The body of a donkey found 200 years ago in the cave as well as that of a rabbit found five years ago and a snake found two years ago are displayed in the grotto as they were found.
The salt cave boasts Turkey’s largest rock salt reserve and is one of the significant tourism centers of central Anatolia. Many galleries comprise the cavern, from which stalactites and stalagmites of salt are suspended. Exhibiting the mummified animals is one part of a series of projects developed by the Çankırı Governor’s Office to promote the salt cave for tourism.

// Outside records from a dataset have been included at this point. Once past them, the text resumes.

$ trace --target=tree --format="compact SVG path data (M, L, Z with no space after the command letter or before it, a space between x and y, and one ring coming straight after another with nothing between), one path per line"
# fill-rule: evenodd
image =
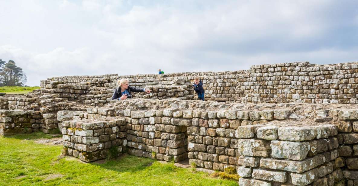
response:
M14 61L5 63L0 59L0 85L23 86L26 83L26 75Z

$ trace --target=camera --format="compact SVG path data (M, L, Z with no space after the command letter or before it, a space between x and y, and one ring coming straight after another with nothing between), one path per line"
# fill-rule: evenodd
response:
M127 95L127 98L133 98L133 96L132 96L131 94L125 94L124 95Z

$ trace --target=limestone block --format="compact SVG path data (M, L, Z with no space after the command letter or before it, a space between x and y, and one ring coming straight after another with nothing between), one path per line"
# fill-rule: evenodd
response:
M270 182L253 179L240 178L239 179L240 186L272 186Z
M246 167L245 166L236 166L236 172L240 177L250 177L252 172L252 169L251 168Z
M238 141L240 155L251 156L268 157L271 147L265 140L240 139Z
M227 111L225 113L225 117L227 119L235 119L237 118L237 111Z
M301 173L322 164L325 161L325 156L321 154L299 161L261 158L260 166L262 168Z
M259 111L261 119L262 120L272 120L274 119L274 111L272 110L265 110Z
M176 112L177 110L176 109L172 108L164 109L163 111L163 115L165 116L172 117L173 116L173 112Z
M230 147L231 138L218 138L218 145L222 147Z
M239 119L249 120L249 111L239 111L237 112L237 119Z
M235 131L235 137L237 138L252 138L255 136L255 129L260 127L261 125L250 125L240 126L237 127Z
M260 120L261 119L261 116L258 111L250 112L249 113L250 119L252 121Z
M271 156L274 158L302 160L310 150L308 142L271 141Z
M67 134L68 134L68 131ZM74 134L77 136L83 136L85 137L92 136L93 136L93 131L92 130L83 131L83 130L76 130L76 131L75 131L74 132Z
M358 180L358 171L345 170L342 172L344 177L352 180Z
M186 126L187 127L193 126L192 120L186 119L172 118L170 120L170 124L173 125L178 126Z
M80 151L94 152L103 149L104 148L104 144L103 143L87 145L76 143L74 144L74 148L76 150Z
M183 111L183 118L193 118L192 111Z
M145 118L144 113L146 111L131 111L131 117L132 118Z
M345 160L345 163L349 169L358 169L358 158L347 158Z
M353 154L352 147L349 145L340 146L338 149L338 152L340 156L350 157Z
M205 145L189 143L188 145L188 149L189 151L198 151L202 152L205 152L206 151L207 146Z
M292 183L295 185L306 185L318 179L318 170L314 168L302 173L292 173Z
M237 163L242 166L256 167L260 165L260 160L258 157L241 156L237 159Z
M219 120L217 119L209 119L208 121L208 123L209 127L218 128L220 127L220 125L219 124Z
M316 131L314 128L300 127L285 127L279 128L279 138L287 141L304 141L314 139Z
M174 112L173 113L173 117L175 118L181 118L183 117L183 111L179 111Z
M338 116L342 120L358 120L358 110L356 109L341 110L338 112Z
M277 119L287 119L291 114L291 111L289 110L275 110L274 118Z
M257 128L257 137L267 140L276 140L278 137L277 133L278 128L275 126L259 127Z
M82 142L85 144L97 143L99 142L98 137L90 137L82 138Z
M83 130L93 130L104 128L105 122L102 121L96 121L90 123L85 123L81 124L81 128Z
M225 131L224 128L216 128L216 134L219 136L225 137Z
M267 171L263 169L253 169L252 178L268 181L285 183L287 180L287 173L284 172Z
M358 133L343 134L343 139L344 143L346 144L358 143Z

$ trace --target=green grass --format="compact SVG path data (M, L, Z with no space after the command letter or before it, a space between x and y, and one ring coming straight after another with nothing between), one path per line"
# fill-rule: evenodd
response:
M19 87L18 86L5 86L0 87L0 93L6 94L26 94L40 87Z
M235 181L211 178L173 163L132 156L103 164L59 158L62 146L38 144L33 140L51 137L40 132L0 137L0 185L237 185ZM63 176L45 180L49 175L57 174Z

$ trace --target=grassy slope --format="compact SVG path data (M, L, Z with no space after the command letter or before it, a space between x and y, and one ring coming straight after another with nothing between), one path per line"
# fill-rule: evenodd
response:
M0 137L0 180L4 185L237 185L202 172L126 156L104 164L58 159L62 147L35 143L41 133ZM151 166L148 165L154 162ZM63 176L44 181L51 174Z
M17 86L5 86L0 87L0 92L6 94L26 94L35 89L40 88L40 87L18 87Z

Mining engineer Murat Danacı, who is responsible for the cave, said the animal bodies are preserved due to the cave’s antibacterial environment: “There is no decomposition here because the life condition is zero in this atmosphere. It is an antibacterial environment; even bugs do not reproduce. There is an old saying: add salt to the wound. People used to add salt to wounds to kill bugs.” Donkeys used to transfer salt
According to Danacı, a dead donkey was found in the cave as donkeys were historically used to transport mined salt: “Salt has been produced in the cave for nearly 5,000 years. Donkey and horse carriages were used in the past as transfer vehicles. This donkey fell into water and died when it was transferring salt. People found it some 200 years ago and put it somewhere in the cave.” Danacı said that the donkey began to decompose when it was taken from its natural environment, thus was brought back to the cave: “When [people] realized that the donkey did not decompose in the cave, it was taken to the Ankara
Mineral Research and Exploration Museum (MTA). It began to decompose there and was returned to its natural environment, the salt cave. Decomposition stopped there,” he said.
He said that a dead rabbit found by workers five years ago in the cave also did not decompose: “The rabbit has been with us since then. We found it in an open place where there is no production and never carried it outside the cave. This is why decomposition was not seen.”
The last creature found and displayed is the body of a snake from two years ago: “No bodies decompose in the environment of this cave because of the salt. The donkey, rabbit and snake were not stuffed. We don’t interfere with these dead bodies,” Danacı said.